プラウ・カパス(1)

 B.S.で朝食を済ませた。マレーシアのB.S.は数多くの屋台や日用品店が入った、大きなショッピングセンターといった感じで、街の中心であり、マレーシアに於けるバスの占める位置の高さが窺える。
 60分程で、カパス島(プラウ=島)へのボートの出る小さな漁村、マランに着いた。乗り場近くの喫茶店でクダ巻いていたうちの男の1人が「島まで連れてってやる。往復で25M$だ」ともちかけてきた。ガイドブックでは18M$だったので、フッカケられていたのだろう。「どうする?」Kの答えは以外だった。「いいんちゃう」確かに、その18M$の船がいつ出るのか分からない。「はやく釣りがしたい」仕方ない。少し遅れてきた日本人の学生と3人でボートに乗ることにした。

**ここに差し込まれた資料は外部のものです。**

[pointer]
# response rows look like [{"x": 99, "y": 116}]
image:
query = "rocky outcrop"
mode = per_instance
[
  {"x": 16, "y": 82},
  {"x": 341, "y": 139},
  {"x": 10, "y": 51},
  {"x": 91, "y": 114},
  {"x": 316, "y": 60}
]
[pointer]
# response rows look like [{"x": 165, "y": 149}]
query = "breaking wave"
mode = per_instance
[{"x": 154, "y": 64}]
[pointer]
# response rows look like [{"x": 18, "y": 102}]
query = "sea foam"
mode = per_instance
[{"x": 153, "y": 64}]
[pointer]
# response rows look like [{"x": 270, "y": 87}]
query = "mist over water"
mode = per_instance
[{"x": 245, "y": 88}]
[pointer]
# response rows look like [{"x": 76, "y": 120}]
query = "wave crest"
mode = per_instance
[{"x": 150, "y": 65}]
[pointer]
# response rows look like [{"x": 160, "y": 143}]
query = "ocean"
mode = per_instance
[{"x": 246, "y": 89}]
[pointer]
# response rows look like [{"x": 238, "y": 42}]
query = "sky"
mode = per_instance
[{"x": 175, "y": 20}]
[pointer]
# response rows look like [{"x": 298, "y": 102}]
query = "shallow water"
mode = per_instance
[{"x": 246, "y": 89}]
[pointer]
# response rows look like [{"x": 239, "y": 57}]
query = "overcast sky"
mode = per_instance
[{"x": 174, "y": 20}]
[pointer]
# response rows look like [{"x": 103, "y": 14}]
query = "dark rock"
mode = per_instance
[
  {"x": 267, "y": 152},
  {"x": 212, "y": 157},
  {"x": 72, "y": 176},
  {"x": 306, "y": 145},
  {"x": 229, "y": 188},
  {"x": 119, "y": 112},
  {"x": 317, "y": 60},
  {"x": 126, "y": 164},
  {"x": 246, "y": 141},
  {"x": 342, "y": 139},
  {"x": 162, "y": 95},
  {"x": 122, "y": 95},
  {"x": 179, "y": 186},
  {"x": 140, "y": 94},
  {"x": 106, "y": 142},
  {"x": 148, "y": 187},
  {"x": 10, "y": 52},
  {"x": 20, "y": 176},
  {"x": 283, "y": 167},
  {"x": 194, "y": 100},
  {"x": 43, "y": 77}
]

 島は想像以上に綺麗だった。白浜しか行ったことのない僕にとって、TVの向こうにしかなかった白い砂浜、青い海、ヤシの木、全てが目の前にあったのだ。船は正規の船着場でなく、ZAKI RESORTというバンガローの前の砂浜に直接着いた。ジャブジャブと波打ち際を歩きながら、「パク・テー・メダン(この男の名前)はここの客引きやったんか」と、少しムッとしていたが、こんな美しいビーチを目の前にしては、そんなことをいつまでも考えてられなかった。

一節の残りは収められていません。